Filmmakers Who Are Refiguring American Cinema
Four Asian American directors bringing powerful, personal stories to the screen.
May 15, 2024
May is Asian American, Native Hawaiian, and Pacific Islander Heritage Month, and in addition to celebrating the rich history and culture, it's important to acknowledge the need for a more diverse representation in all fields, including film.
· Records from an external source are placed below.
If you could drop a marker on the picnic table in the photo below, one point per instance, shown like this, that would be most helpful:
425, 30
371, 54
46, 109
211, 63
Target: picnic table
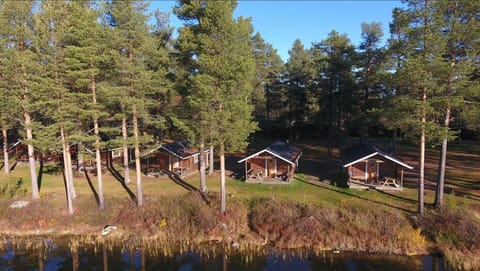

We're spotlighting four filmmakers whose contributions have been essential to creating a new canon of American cinema.
Sean Wang
In Dìdi (弟弟)—in theaters July 26—writer-director Sean Wang transforms his experience growing up in the Bay Area into a comic and poignant coming-of-age story. Set in 2008, the film chronicles the experience of a 13-year-old Taiwanese American boy (Izaac Wang) as he navigates his identity on the internet, as well as his sympathetic mother (Joan Chen) and sharp-tongued sister (Shirley Chen) in real life. The Guardian writes, “Wang’s semi-autobiographical portrait of an Asian American boy in 2008…is easily one of the best, most seamless films I’ve seen on the experience of growing up online." Wang, who was nominated for an Academy Award® for his short documentary Nǎi Nai & Wài Pó (Grandma & Grandma), finds his inspiration in his immediate community. Wang told The Hollywood Reporter that Dìdi (弟弟) started with the idea, “What if you took a movie like Stand By Me but set it in Fremont and had it star kids who looked and talked and felt like the kids that I grew up with?”
Nisha Ganatra
Nisha Ganatra found inspiration as a young artist in everything around her. “I was this nerdy Indian girl. Madonna, Raj Kapoor, the AIDS movement of the ’80s—all of that made me take up filmmaking as a career,” Ganatra explains. While she explored her Indian heritage in her breakout comedy Chutney Popcorn, Ganatra has learned from directors like Ang Lee that “you can tell a story in any language and in any culture and as long as you are true to the details.” In her comedy, The High Note, she took this message of cultural empathy to heart in capturing the friendship between two very different women in the entertainment industry. “The thing that is important to me is to show women turning towards each other, and being the greatest allies towards each other, helping each other achieve their dreams so that we rise together,” says Ganatra.
Eddie Huang
Born in Washington, D.C., the son of Taiwanese immigrants, Eddie Huang grew up between two cultures, which he has explored in his many different careers, from author to restaurateur to filmmaker. In Boogie, Huang wrote and directed a story about Alfred “Boogie” Chin (Taylor Takahashi), a teenager caught between his dream of being an NBA star and his first-generation Taiwanese parents’ sense of duty. "I wanted to make my definitive Asian American coming-of-age story,” says Huang. “This is not everyone's Asian American coming-of-age story. But it's mine." And the experience Huang portrayed in the film widely resonated. “As a story about a high-school senior unsure about his future, coping with a volatile family and falling in love for the first time,” writes The Wrap, “Boogie is genuine while weaving Black, Hispanic, Asian and White teenage New Yorkers together with effortless ease.”
Mira Nair
Mira Nair moved to the United States to study acting and filmmaking at Harvard before returning to India in 1988 to make her award-winning film Salaam Bombay! In her work, she regularly moved between India and the United States, creating such acclaimed films as Mississippi Masala, Monsoon Wedding, and Vanity Fair. Scripted by Downton Abbey’s Julian Fellowes and starring Reese Witherspoon as Becky Sharp, Nair’s Vanity Fair recreates the rollicking comic novel through the eyes of an Indian-American filmmaker. “The brilliance of Nair’s vision,” explains The Spool, “is how she takes the images, references, and suggestions of India latent in the original text and brings them to the ultimate fore.”